Des disparités spatiales et un système de sante défaillant
Si les femmes ne sont pas assez sensibilisées à la nécessité des soins et de l’assistance médicale, c’est qu’il y a aussi un déficit énorme d’établissements de santé publics dans le pays. La pénurie des centres de soins de santé de base, leur inaccessibilité physique pénalisent injustement les habitants ruraux. Certaines régions ne possèdent même pas de dispensaires. S’ajoute à cela : le manque de ressources humaines, leur faible qualification et leur répartition inégale sur le territoire.
Le système de santé fait preuve d’une incapacité à assurer la généralisation de son offre en soins de santé reproductive au profit des femmes.

Malgré la multiplication chaque année du nombre de sages-femmes et de médecins gynécologues, l’effectif reste très limité par rapport au nombre de la population et aux taux d’accouchements. La densité du personnel paramédical formé aux soins liés à l’accouchement est inférieure au seuil défini par l’OMS. Le ratio est d’une sage-femme pour 23700 habitants, soit un rapport de près de 5 fois inférieur à la norme recommandée par l’OMS qui est d’une sage-femme pour 5000 habitants.
Au Maroc, la santé sexuelle et reproductive est toujours pointée du doigt comme un fléau majeur qui retarde le développement du pays et handicape sa position au classement international de développement humain établi par le PNUD. La principale cause demeure le manque de postes budgétaires accordés au secteur de santé qui en a un besoin urgent.
Sages-femmes : un métier indispensable à renforcer
La crise du Covid19 a montré qu’il est nécessaire d’investir dans les ressources humaines et les professions de la santé, et en particulier de soutenir la catégorie des sages-femmes. Celles-ci, qui effectuent un travail important, ont permis d’assurer la continuité des soins.
Pendant ces dix dernières années, les décès maternels ont chuté de 63% selon l’Enquête Nationale du Maroc, tandis que le taux d’utilisation de contraception a augmenté de 68%. Ces chiffres sont de grands indicateurs de l’appui des sages-femmes, qui ont joué un rôle clé dans la survie des mères. Aujourd’hui on compte 89% de naissances assistées par des sages-femmes professionnelles.

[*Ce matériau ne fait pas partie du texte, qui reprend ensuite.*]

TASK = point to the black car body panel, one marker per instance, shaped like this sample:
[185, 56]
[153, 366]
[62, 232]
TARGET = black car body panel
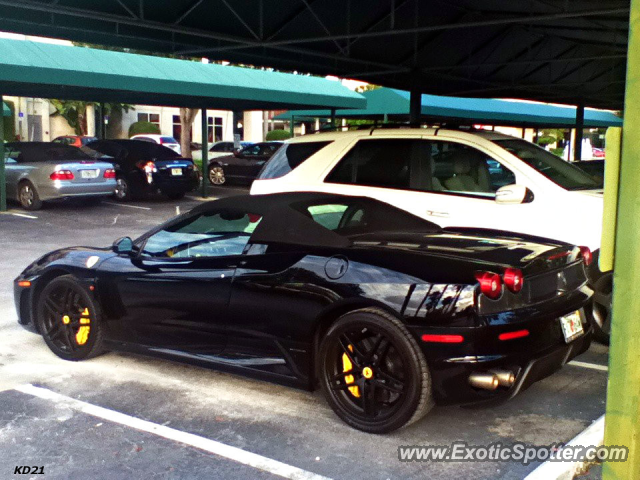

Au Maroc, plusieurs associations féminines œuvrent dans le pays pour promouvoir et défendre le métier de sage-femme, à savoir : l’AMSF (Association marocaine des sages-femmes) et l’ANSFM (Association Nationale des sages-femmes marocaines). Celles-ci militent pour réglementer le métier, améliorer ses conditions de travail, assurer la formation continue et promouvoir la recherche.
Dernièrement, en mai 2021, ces deux associations se sont associées à l’UNFPA, pour établir ensemble un plan de travail commun afin d’améliorer la profession de sage-femme au service des femmes et des nouveaux nés. Le projet a pour objectif de renforcer et de valoriser les compétences des sages-femmes marocaines, pour un service de santé reproductive répondant aux normes de qualité et garantissant le plein respect des droits sexuels et reproductifs.